“Just let the Cap’n lay a finger on my Dingley,” warned a bystander, black as thunder.

“That’s what he’s figurin’ on,” Gedge assured the irate one. “And after the machinery”—people crowded aghast to hear—“if we ain’t light enough by then, why, overboard with every darn thing we got!”

“If he tries throwin’ out our stuff he’ll have a riot on his hands—that’s all!”

Things began to look black for the captain.

But if he were aware of the fact, it had no effect on his policy. Hardly ten minutes later Gedge was obliged to interrupt the indignation meeting by calling out to a couple of blue China boys, struggling to get some of the lighter baggage out of the hold: “Hi, you! Stop that, you pig-tailed heathen. That’s mine. Drop it, I say, or I’ll knock the stuffin’ out o’ you!”

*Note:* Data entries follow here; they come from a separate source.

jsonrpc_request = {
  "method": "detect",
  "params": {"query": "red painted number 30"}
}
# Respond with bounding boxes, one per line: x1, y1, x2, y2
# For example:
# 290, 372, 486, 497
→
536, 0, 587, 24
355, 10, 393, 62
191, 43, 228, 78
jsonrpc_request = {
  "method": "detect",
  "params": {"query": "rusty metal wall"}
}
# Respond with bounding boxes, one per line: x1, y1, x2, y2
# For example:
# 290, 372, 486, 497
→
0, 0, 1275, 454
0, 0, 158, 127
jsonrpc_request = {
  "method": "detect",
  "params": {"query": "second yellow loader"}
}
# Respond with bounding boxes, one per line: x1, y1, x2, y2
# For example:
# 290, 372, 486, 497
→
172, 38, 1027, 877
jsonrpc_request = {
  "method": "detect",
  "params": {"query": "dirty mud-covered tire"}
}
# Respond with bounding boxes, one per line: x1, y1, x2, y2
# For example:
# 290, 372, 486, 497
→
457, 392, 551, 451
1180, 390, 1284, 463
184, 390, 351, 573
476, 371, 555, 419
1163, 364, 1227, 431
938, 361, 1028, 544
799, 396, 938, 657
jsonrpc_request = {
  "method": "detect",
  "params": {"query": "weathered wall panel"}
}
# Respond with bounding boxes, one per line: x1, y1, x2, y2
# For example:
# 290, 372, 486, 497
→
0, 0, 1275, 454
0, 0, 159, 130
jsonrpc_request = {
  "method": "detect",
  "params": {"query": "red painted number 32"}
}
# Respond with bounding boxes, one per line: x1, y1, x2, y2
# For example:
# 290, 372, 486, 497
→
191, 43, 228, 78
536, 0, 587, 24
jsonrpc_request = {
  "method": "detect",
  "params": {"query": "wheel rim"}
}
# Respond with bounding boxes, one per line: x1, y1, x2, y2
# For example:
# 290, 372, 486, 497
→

The agitated Celestials would have abandoned their task, but for O’Gorman’s: “Say! They’re only getting your stuff up into a safe place so they can reach the coal-bunkers. Here, put the gentleman’s box over by mine.”

In a couple of hours the deck was piled high with miscellaneous baggage, and a derrick, hurriedly rigged, was hauling up the heavier things out of the bowels of the ship. As they came swinging out of the darkness into the chill gray light, people recognized their belongings with an anxiety hardly allayed by the temporary stowage of their all upon the deck—too palpably a possible half-way station to the bottom of the sea.

Gedge’s following was now so great as to be unwieldy. They blocked the narrow gangway, they settled like flies on the freight. He drew off a chosen few, and retired out of the bitter wind to the shelter of the smoke-stack to hold a private session.

“If that fellow had some education,” said Governor Reinhart, “he’d be helping to guide the ship of state at Washington.”